开发者

C: strange string phenomenon

could someone explain this phenomenon.

#include "stdio.h"
#include "stdlib.h"

int main()
{
    char foo[]="foo";
    char bar[3]="bar";
    printf("%s",foo);
    printf("\n");
    printf("%s",bar);
    return 0;
}

Result:

foo
barfoo

If I change the order and create bar before foo, I get a correct output.

#include "stdio.h"
#include "stdlib.h"

int main()
{
    char bar[3]="bar";
    char foo[]="foo";
    printf("%s",foo);
    printf("\n");
    printf("%s",bar);
    return 0;
}

Result:

foo
bar

And one more.

#include "stdio.h"
#include "stdlib.h"

int开发者_Python百科 main()
{

    char foobar[]="foobar";
    char FOO[3]={'F','O','O','\0'};
    char BAR[3]="BAR";
    printf("%s",foobar);
    printf("\n");
    printf("%s",FOO);
    printf("\n");
    printf("%s",BAR);
    return 0;
}

Result:

foobar
FOOfoobar
BARFOOfoobar


The string "bar" is four characters long: {'b', 'a', 'r', '\0'}. If you explicitly specify the array length then you need to allocate at least four characters:

char bar[4]="bar";

When you do this:

char bar[3]="bar";
printf("%s",bar);

You are invoking undefined behavior as the bar variable has no null terminator. Anything could happen. In this case specifically, the compiler has laid out the two arrays contiguously in memory:

'b' 'a' 'r' 'f' 'o' 'o' '\0'
 ^           ^
bar[3]      foo[4]

When you print bar it keeps reading until it finds a null terminator, any null terminator. Since bar has none it keeps going until it finds the one at the end of "foo\0".
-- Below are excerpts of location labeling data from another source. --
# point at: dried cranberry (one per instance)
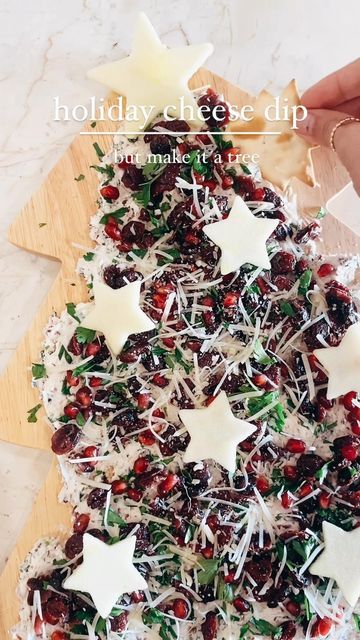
(96, 498)
(167, 179)
(65, 439)
(283, 262)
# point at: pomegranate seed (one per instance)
(348, 400)
(293, 608)
(231, 299)
(290, 472)
(326, 269)
(113, 231)
(118, 487)
(262, 484)
(295, 446)
(92, 349)
(147, 438)
(166, 486)
(322, 627)
(71, 410)
(71, 380)
(84, 397)
(230, 577)
(229, 155)
(59, 635)
(160, 380)
(241, 605)
(95, 382)
(324, 500)
(305, 490)
(258, 194)
(180, 608)
(349, 452)
(169, 342)
(353, 415)
(90, 452)
(355, 427)
(143, 401)
(110, 192)
(141, 465)
(81, 522)
(260, 380)
(286, 500)
(227, 182)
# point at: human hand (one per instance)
(328, 102)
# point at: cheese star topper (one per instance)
(241, 238)
(340, 560)
(215, 433)
(117, 314)
(107, 571)
(342, 363)
(153, 74)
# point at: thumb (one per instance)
(318, 126)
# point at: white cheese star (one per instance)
(241, 238)
(340, 560)
(107, 572)
(153, 75)
(215, 433)
(117, 314)
(342, 363)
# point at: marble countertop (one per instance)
(46, 48)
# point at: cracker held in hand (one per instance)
(284, 156)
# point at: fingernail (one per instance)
(306, 126)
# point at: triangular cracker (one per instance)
(284, 156)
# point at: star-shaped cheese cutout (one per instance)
(215, 433)
(153, 75)
(342, 363)
(241, 238)
(107, 572)
(282, 156)
(117, 314)
(340, 560)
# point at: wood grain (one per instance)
(56, 216)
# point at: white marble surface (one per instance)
(46, 47)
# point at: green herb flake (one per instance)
(71, 309)
(38, 371)
(32, 413)
(64, 354)
(305, 281)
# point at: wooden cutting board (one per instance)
(55, 218)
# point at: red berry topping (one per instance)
(110, 192)
(295, 446)
(326, 269)
(118, 487)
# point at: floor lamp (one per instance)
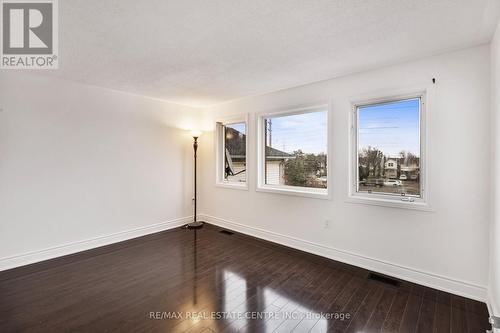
(195, 224)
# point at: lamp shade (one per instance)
(196, 133)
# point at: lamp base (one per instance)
(195, 225)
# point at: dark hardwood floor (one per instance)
(167, 282)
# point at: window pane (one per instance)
(296, 150)
(235, 153)
(389, 148)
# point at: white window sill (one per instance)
(234, 186)
(296, 191)
(418, 204)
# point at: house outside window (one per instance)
(293, 152)
(388, 149)
(232, 147)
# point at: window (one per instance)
(389, 150)
(232, 153)
(293, 156)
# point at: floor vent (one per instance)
(383, 279)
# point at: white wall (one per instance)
(446, 248)
(82, 166)
(494, 286)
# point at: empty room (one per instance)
(250, 166)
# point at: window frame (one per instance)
(409, 202)
(287, 189)
(219, 152)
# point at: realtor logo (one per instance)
(29, 34)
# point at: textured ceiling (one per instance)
(202, 52)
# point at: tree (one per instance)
(373, 159)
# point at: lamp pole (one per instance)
(195, 224)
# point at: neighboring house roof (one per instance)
(235, 144)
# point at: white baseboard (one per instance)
(451, 285)
(87, 244)
(493, 308)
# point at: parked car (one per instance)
(392, 182)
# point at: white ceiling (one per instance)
(202, 52)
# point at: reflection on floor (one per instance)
(203, 281)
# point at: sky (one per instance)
(307, 132)
(390, 127)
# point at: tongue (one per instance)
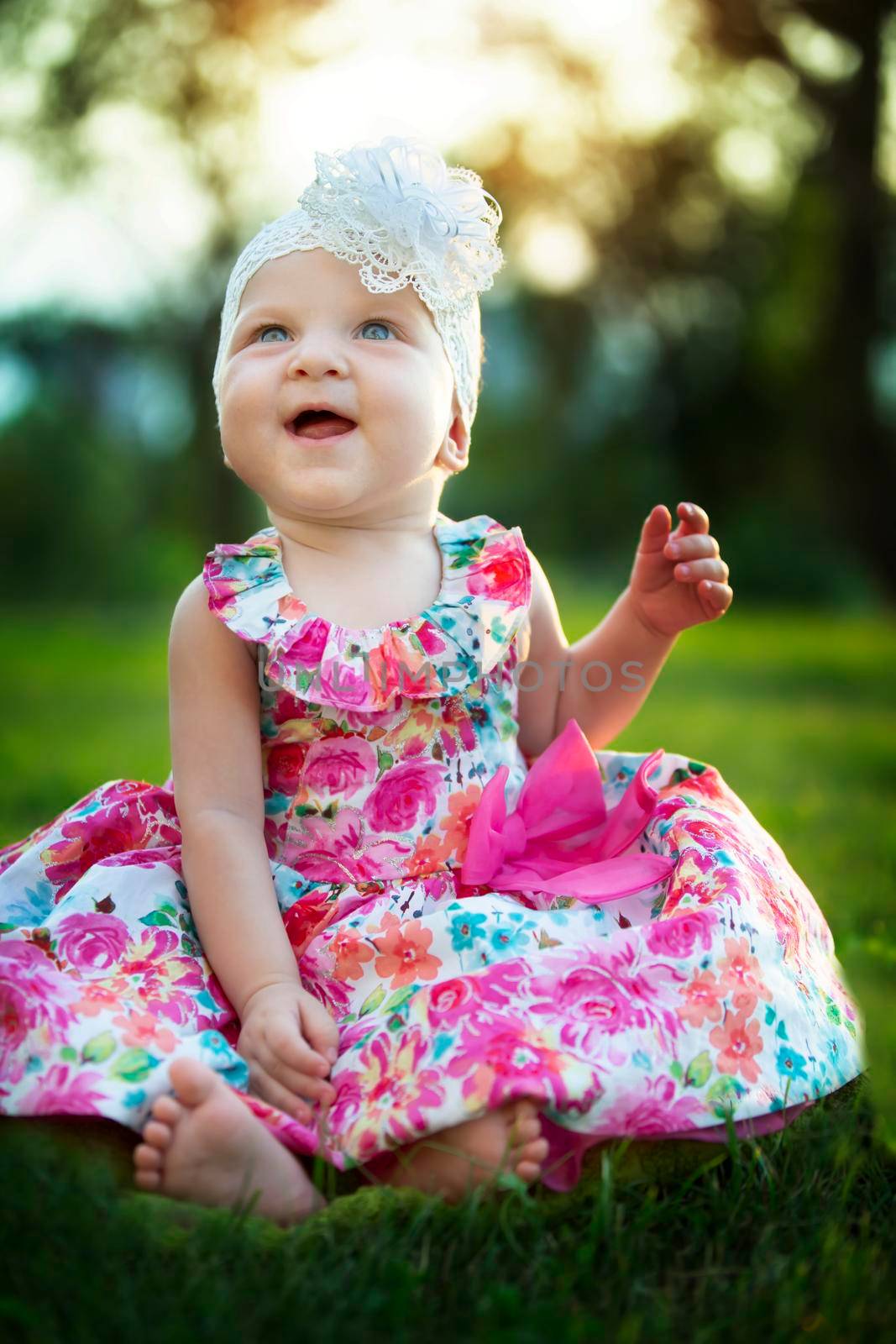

If you declare char bar[3]="bar";, then you will declare a char array with no room for the null terminator. So printf() will just carry on reading chars from memory, printing them to the console, until it encounters a '\0'.
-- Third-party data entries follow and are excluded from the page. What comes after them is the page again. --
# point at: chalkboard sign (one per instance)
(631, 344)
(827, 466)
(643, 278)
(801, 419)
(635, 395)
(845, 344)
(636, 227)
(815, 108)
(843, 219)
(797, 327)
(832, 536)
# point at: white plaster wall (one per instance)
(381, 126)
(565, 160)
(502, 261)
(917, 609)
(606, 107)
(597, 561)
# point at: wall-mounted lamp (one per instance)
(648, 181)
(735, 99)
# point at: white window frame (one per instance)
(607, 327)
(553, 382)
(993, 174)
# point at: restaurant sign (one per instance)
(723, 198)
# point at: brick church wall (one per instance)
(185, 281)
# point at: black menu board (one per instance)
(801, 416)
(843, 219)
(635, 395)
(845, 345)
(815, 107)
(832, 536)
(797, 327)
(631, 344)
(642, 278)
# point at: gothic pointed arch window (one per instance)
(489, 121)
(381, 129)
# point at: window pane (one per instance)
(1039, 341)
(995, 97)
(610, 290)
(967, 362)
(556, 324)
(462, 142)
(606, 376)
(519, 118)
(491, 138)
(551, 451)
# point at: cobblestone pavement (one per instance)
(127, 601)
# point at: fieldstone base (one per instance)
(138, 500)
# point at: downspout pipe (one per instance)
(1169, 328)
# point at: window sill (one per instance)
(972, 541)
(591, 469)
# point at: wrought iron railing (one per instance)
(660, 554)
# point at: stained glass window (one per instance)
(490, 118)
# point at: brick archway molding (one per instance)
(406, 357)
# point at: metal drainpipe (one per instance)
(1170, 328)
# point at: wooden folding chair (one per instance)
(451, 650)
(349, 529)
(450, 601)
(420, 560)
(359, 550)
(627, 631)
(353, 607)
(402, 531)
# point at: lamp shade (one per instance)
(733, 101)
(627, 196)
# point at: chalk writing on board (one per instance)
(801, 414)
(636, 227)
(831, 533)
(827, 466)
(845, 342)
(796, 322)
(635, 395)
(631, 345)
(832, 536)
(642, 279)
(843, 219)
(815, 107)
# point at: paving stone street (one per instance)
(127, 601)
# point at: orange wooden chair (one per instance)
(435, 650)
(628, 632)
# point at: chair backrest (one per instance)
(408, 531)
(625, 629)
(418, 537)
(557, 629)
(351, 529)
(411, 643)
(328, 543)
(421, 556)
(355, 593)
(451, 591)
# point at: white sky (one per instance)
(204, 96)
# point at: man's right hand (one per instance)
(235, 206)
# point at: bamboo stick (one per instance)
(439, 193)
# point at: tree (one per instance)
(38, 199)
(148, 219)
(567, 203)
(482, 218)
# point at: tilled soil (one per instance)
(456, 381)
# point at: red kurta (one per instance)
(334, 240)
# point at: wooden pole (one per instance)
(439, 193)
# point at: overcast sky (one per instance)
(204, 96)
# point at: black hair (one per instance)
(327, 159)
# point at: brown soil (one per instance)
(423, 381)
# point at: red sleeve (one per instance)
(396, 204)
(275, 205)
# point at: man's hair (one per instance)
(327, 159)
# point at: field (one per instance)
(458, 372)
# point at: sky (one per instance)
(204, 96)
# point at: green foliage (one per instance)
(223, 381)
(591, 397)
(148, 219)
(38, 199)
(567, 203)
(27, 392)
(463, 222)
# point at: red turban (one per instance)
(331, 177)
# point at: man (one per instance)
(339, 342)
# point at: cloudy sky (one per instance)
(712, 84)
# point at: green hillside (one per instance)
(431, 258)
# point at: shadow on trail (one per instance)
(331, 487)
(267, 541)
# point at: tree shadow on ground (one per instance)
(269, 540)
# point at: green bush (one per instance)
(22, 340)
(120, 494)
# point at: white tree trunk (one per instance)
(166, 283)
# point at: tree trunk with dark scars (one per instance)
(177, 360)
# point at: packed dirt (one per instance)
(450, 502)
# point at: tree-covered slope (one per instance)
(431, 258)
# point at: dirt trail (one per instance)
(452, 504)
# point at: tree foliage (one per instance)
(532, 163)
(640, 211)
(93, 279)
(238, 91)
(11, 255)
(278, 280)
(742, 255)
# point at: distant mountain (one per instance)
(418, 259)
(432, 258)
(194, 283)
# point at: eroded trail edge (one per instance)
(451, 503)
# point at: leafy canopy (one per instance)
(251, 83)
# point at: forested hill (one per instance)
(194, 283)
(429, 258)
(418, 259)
The other posters have already explained to you that in your

char bar[3] = "bar";

example the string terminator does not fit into the array, so the string ends up non-terminated. Formally speaking, it is not even a string (since stings are required to be terminated by definition). You are attempting to print a non-string as a string (using %s format specifier), which results in undefined behavior. Undefined behavior is exactly what you observe.

In C++ language (for example) the

char bar[3] = "bar";

declaration would be illegal, since C++ does not allow the zero terminator to "fall off" in a declaration like that. C allows it, but only for the implicit zero terminator character. The

char bar[3] = "barr";

declaration is illegal in both C and C++.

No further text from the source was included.